Grangemouth – What Role Employment Law?
Grangemouth – What Role Employment Law?
Nearly a month on, I find myself wondering what lessons can be learnt from the whole Grangemouth saga.
The good news is that at least a significant portion of the jobs will be saved. Closure would have sent to the grave yet more of our proud industrial heritage.
Beyond that much has been talked about. Issues range from botched union tactics, to global capitalism which puts profit above local communities and livelihoods. There were also wider calls for the need to re-nationalise key assets, and even whether an independent Scotland would have made the situation better or worse.
But what I have not heard about in any of the debate, and what interests me as an employment lawyer, is where does employment law fit into the story? You would have thought it would play a big part – but does it?
Employment law regulates rules and relationships between employers and employees. It is based on the principle that the relationship is not an equal one and that employees need a certain element of protection. In the old days, based on the concept of master and servant, that meant precious little. In more recent times, there has been much more protection from dismissal and discrimination, on working hours, pay etc. These are rights which affect workers as individuals.
Employment law also sets out the rules of engagement for workers organised as a group. It governs the relationship between workers’ representatives – the trades’ unions – and their employers. Employees have certain protection when they go out on strike, and there are rules about how unions are organised and how they run ballots.
Some argue that the rise of individual employment rights has undermined the effectiveness of collective action. This is because the more workers are protected individually, the less protection they need as an organised group. Perhaps. Or it could be that there is simply more focus on individual employment rights when collective action is less effective – there are far fewer discrimination claims in European Union countries which have stronger unions, such as Germany or France.

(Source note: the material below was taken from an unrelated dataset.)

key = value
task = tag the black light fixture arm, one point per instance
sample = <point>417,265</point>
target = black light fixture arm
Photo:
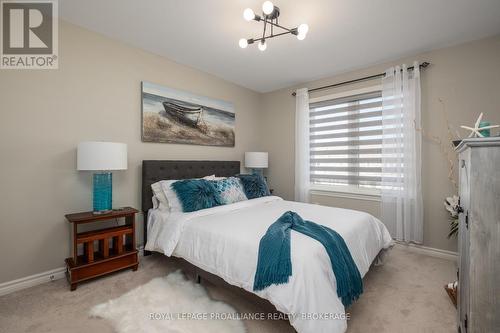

But whatever the balance between collective rights and individual rights in employment law, they only “kick in” when you have a job in the first place. What they do not do is give you an economic right to a job, a right to earn a living.
And this brings us back to Grangemouth. The employees were negotiating from the point of view that they had a job, and could bargain on employment terms. But if there are no jobs to go to, there is nothing to negotiate. Employment law as we know it operates where there are jobs: beyond that is politics and global economics.
Yet that is not to say minimum employment terms and pay should be sacrificed to keep jobs at any cost. The argument is about the balance between the two. So maybe our long earned employment law rights have a part to play after all?